There’s not much to do when I’m locked in a cell. I’ve searched every inch of it. Aside from the waste drain in the corner, there are sixteen broken pieces of stone from the wall, a tiny screw, and unpleasant evidence of rats.
The only thing I really know about my abilities so far is that they don’t seem to work on me. When I made Esther think she was imprisoned, I couldn’t see it. I can see into Glenquartz’s memories of his daughter, but I certainly can’t explore my own memories like that. So testing my new abilities will be tricky. In the evening, when Angry Cadet Dominic—I’ve grudgingly decided to remember his name—brings me dinner and collects the lunch tray, I focus all my thoughts on the tray as he reaches for it. I imagine a spider, hairy with a small dash of red on it. Slow-moving legs. A field of tiny shining eyes.
When Dominic reaches for the tray, he lets out a small yelp and slaps at it. I sit up sharply as if surprised.
“Spetzing spiders,” Dominic mutters. “At least they’ve got good company.” He glares at me.
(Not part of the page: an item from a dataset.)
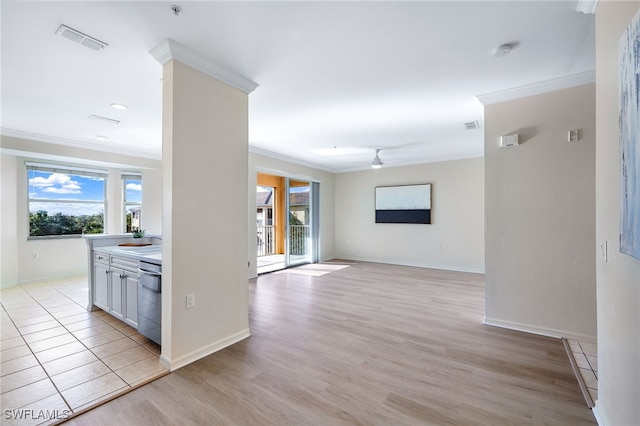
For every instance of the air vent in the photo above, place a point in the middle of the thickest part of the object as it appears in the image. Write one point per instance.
(81, 38)
(104, 119)
(472, 125)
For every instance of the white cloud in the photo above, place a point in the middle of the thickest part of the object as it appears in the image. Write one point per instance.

I put some effort into glowering, but I’m too smug with pride.
Aside from eating the food, which so far hasn’t been poisoned, I pace around the cell. I’m not used to sitting. I’m accustomed to scoping out a crowd, running through alleys, ducking between rooftops.
By the time night rolls around, I’ve paced every inch of my cell. Glenquartz stops by to drop off a new blanket and pillow to soften the news that Hat is probably alive but still “somewhere in Seriden.”
“If I was one of your guards,” I say, “and I watched a Nameless girl step forward with the crown tattoo, I might be inclined to keep ahold of the girl that the queen tried to save. Keep her as leverage. Blackmail. A hostage, even.”